Ministers urged not to scrap Dubs refugee scheme for lone kids
All four children’s commissioners in the UK have urged ministers to rethink the decision to scrap a scheme admitting lone child refugees to Britain.
In a letter to the Government the commissioners for England, Wales, Northern Ireland and Scotland also lamented that the scheme has fallen “significantly short of expectations” so far.
Ministers announced earlier this month that the so-called Dubs amendment scheme would be scrapped after bringing in only 350 unaccompanied child refugees.
Campaigners hoped 3,000 who had already made the perilous journey to Europe from war-torn Syria would be allowed in under the plan.
But the Government argues the scheme acts as a pull for people traffickers and local authorities do not have enough spaces to house lone children.

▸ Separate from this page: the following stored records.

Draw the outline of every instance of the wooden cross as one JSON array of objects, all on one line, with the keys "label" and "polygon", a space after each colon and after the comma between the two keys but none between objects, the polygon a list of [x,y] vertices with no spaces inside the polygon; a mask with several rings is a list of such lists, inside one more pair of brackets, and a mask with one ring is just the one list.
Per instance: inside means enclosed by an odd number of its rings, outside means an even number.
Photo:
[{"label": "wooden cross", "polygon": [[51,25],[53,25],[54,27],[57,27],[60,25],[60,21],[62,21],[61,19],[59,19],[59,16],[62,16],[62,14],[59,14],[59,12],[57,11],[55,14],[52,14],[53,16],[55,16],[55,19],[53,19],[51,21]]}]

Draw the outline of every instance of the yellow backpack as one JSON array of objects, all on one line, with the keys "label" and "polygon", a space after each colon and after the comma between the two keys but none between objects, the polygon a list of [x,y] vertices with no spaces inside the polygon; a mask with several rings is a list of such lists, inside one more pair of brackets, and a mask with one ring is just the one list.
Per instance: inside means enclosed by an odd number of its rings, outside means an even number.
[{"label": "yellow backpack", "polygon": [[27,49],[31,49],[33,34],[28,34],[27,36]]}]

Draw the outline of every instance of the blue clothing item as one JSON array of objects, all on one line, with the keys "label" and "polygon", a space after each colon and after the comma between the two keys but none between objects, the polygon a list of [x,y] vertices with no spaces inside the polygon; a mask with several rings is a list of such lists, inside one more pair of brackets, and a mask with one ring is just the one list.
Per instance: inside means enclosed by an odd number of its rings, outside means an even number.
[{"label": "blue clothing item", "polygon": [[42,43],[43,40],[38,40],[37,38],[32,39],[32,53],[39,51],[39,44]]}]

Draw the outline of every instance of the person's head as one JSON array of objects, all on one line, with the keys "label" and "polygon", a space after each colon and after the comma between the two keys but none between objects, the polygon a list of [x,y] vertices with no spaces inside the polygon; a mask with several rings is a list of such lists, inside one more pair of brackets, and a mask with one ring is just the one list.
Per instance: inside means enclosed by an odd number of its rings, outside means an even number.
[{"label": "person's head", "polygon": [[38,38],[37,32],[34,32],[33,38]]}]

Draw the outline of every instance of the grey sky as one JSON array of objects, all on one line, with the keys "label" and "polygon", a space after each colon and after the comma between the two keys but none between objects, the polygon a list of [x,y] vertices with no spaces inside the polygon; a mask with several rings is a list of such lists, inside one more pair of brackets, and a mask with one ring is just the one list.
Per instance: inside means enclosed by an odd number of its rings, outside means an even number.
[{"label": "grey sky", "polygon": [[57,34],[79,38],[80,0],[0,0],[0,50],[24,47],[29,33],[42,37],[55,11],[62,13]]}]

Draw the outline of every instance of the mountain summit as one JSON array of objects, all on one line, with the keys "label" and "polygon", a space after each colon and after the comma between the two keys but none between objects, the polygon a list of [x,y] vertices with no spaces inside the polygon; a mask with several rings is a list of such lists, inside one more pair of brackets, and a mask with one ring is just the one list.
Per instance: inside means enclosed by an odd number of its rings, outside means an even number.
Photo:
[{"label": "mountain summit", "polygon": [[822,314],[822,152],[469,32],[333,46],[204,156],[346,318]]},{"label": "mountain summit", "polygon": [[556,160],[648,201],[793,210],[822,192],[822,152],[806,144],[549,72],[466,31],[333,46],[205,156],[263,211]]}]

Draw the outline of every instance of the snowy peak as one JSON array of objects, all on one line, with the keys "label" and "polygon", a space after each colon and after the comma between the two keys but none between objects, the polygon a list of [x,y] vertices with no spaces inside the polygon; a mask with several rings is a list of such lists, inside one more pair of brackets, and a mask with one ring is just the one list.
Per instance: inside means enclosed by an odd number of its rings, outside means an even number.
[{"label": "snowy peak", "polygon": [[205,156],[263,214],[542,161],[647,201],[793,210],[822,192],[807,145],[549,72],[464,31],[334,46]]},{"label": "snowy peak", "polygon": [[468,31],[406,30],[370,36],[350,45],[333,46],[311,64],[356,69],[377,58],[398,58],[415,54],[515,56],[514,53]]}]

The decision to scrap it angered the Archbishop of Canterbury, the architect of the scheme Lord Dubs and a number of Tory MPs, among others.
Commissioners Anne Longfield, Tam Baillie, Sally Holland and Koulla Yiasouma - who work in England, Scotland, Wales and Northern Ireland respectively - called on Home Secretary Amber Rudd to rethink.
They urged her to “consider carefully the plight of the many thousands of lone child refugees in Europe who are currently at risk of exploitation and trafficking".
And they added: "We urge the Government to act humanely and responsibly, and to maintain a positive commitment to the Dubs scheme within a comprehensive strategy to safeguard unaccompanied child refugees within Europe.”
Labour MP Yvette Cooper, who chairs the Home Affairs Select Committee, said: "This is a very serious response from the children's commissioners.
“They make clear that far from avoiding traffickers, by ditching the Dubs scheme, the government risks pushing more children back into the arms of smuggler gangs.
"The Government should listen to this call from the commissioners whose very purpose is to protect the welfare of vulnerable children and reopen the Dubs scheme now."
But a Government spokesperson said resettling children under the Dubs amendment was “just one way we are helping”.
"We have also committed to resettle up to 3,000 vulnerable children and family members from the Middle East and North Africa region and 20,000 Syrians by the end of this Parliament," the spokesperson said.
They added: "We have a proud history of offering protection to those who need it and children will continue to arrive in the UK from around the world through our other resettlement schemes and asylum system."